Ivory stored underground absorbs moisture, making it very soft and easily damaged. Uncontrolled drying can lead to shrinkage and cracks.

Ulrike Töchterle, head of the restoration workshop in Innsbruck, said, “The high humidity in the marble shrine meant there was a high risk of condensation and mold, so we had to ensure a careful and prolonged drying process.”

Over the past two years, the individual pieces of the ivory pyx have been conserved for scientific analysis. The larger parts are deformed, so the pyx cannot be restored to its original state. However, researchers are working on a 3D reconstruction.

Initially, archaeologists thought they had found the remains of a saint—a classic relic—in the marble box. However, the way the ivory fragments were layered suggests the pyx was already broken in late antiquity and was buried in the altar.

“The pyx was likely considered sacred because it was in contact with a relic. Its archaeological and art-historical significance is undeniable,” emphasized Grabherr.

The pyx features a figure at the foot of a mountain, looking away, with a hand reaching from the sky, placing something in the figure’s arms. “This is a typical depiction of Moses receiving the laws on Mount Sinai from the Old Testament,” said Grabherr.

Other scenes on the pyx include a man on a chariot with two horses, being pulled up into heaven by a hand from the clouds.

“We believe this depicts the ascension of Christ, fulfilling the covenant with God. The combination of Old and New Testament scenes is typical of late antiquity, but the depiction of Christ’s Ascension with a two-horse chariot is very unique and previously unknown.”

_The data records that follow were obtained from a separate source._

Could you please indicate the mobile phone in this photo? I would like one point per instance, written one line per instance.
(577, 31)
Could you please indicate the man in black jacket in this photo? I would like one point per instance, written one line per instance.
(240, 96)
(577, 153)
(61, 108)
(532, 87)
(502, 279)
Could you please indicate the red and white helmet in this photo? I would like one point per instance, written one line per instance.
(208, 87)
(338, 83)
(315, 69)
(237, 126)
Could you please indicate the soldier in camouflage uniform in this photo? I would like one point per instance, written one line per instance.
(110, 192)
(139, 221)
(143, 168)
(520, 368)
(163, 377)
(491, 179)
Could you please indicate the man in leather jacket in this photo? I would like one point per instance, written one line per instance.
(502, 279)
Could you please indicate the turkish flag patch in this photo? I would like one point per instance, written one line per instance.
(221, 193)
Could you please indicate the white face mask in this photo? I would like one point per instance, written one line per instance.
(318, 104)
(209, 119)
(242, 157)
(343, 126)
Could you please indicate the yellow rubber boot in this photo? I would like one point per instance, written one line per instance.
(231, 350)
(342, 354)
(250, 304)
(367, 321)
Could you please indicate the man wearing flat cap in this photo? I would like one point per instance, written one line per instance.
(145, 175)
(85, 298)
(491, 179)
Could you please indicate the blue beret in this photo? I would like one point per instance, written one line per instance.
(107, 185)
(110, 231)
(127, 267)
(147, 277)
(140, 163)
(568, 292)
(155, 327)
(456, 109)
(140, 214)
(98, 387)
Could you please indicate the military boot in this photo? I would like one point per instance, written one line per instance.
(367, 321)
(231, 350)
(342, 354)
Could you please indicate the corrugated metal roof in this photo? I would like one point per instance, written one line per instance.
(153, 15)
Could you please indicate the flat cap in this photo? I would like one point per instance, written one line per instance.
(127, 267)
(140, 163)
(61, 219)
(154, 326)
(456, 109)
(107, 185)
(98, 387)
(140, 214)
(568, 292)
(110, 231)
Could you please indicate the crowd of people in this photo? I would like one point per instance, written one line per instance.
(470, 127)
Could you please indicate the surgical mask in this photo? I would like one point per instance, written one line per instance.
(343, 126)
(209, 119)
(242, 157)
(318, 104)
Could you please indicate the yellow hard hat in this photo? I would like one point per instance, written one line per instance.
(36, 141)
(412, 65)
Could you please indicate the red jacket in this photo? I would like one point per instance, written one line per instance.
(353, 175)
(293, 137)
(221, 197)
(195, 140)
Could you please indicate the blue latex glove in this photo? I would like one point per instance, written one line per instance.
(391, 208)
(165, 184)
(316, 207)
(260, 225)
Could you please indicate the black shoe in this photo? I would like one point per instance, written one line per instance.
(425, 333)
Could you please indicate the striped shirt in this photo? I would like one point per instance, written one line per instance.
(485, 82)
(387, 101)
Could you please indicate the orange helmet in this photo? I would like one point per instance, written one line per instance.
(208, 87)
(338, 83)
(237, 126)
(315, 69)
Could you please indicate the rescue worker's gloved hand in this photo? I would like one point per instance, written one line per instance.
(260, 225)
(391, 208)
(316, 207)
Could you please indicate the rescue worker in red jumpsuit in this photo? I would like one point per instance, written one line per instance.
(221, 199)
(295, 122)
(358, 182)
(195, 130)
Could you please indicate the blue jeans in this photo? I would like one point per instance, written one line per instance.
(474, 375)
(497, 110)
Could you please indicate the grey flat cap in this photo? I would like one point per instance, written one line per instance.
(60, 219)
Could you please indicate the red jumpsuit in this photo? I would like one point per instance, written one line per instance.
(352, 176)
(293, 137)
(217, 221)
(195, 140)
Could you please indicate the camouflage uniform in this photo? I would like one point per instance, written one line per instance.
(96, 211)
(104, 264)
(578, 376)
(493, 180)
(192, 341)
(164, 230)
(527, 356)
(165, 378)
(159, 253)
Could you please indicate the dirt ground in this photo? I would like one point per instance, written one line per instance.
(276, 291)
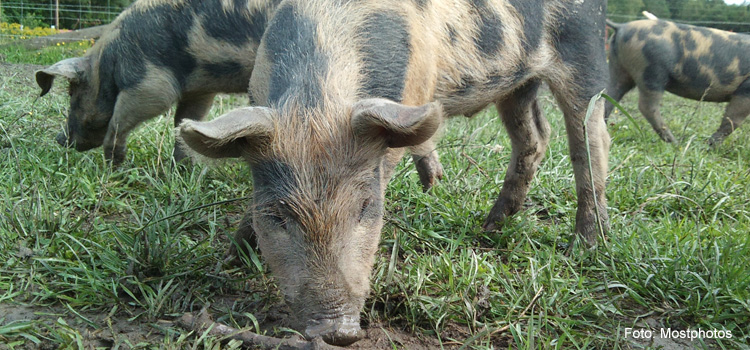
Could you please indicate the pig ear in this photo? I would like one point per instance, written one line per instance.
(397, 124)
(67, 68)
(241, 131)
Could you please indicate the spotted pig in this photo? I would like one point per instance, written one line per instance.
(702, 64)
(343, 86)
(153, 55)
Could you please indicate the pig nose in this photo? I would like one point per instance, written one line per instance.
(340, 331)
(62, 139)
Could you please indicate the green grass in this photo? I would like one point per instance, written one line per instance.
(94, 247)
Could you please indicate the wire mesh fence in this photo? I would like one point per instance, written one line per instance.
(67, 14)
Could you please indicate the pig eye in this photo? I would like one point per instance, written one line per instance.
(365, 207)
(275, 215)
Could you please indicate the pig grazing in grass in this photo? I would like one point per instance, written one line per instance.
(343, 86)
(158, 52)
(153, 55)
(701, 64)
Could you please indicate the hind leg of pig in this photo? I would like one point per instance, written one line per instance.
(648, 104)
(736, 112)
(529, 135)
(427, 161)
(244, 239)
(193, 108)
(620, 85)
(590, 162)
(130, 111)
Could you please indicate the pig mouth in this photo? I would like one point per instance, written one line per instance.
(341, 331)
(66, 141)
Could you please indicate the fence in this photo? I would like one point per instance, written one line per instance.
(69, 15)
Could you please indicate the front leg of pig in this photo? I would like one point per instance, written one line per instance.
(193, 107)
(529, 135)
(132, 108)
(427, 162)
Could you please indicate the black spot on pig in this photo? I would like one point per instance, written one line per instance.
(167, 30)
(294, 59)
(385, 54)
(231, 25)
(744, 89)
(421, 4)
(489, 40)
(273, 179)
(679, 47)
(466, 86)
(690, 43)
(659, 27)
(533, 22)
(627, 35)
(577, 48)
(452, 34)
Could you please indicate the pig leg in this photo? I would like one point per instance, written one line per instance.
(735, 113)
(648, 104)
(131, 109)
(529, 135)
(244, 237)
(194, 108)
(620, 84)
(428, 165)
(592, 202)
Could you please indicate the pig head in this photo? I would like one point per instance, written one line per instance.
(317, 209)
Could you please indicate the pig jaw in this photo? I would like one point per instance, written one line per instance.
(336, 322)
(66, 140)
(325, 292)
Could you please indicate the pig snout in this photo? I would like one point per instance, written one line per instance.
(340, 331)
(63, 140)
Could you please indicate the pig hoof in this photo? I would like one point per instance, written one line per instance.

Researchers are continuing to investigate the Irschen reliquary. They aim to determine the exact origins of the marble and ivory using stable isotope analyses.

The metallic components, such as the hinges of the pyx, and the glue used for the ivory are also being examined. Wooden parts found in the marble box, possibly from the pyx’s clasp, are being analyzed to determine their type, origin, and age.

Irschen is located in the Carinthian Drava Valley in southern Austria, where archaeologists have been excavating since 2016. They are studying a late antique hilltop settlement abandoned around the year 610. So far, they have found several dwellings, two Christian churches, a cistern, and personal belongings of the settlement’s former inhabitants.

Notable discoveries include a star-shaped baptismal font and the ivory reliquary.

Gerald Grabherr explained that as the Roman Empire’s influence waned, people sought refuge on defensible hilltops.

The settlement was likely abandoned after the Battle of Aguntum in 610, when Slavic armies defeated the local inhabitants, marking the end of the region’s connection to the ancient Mediterranean world and Christianity.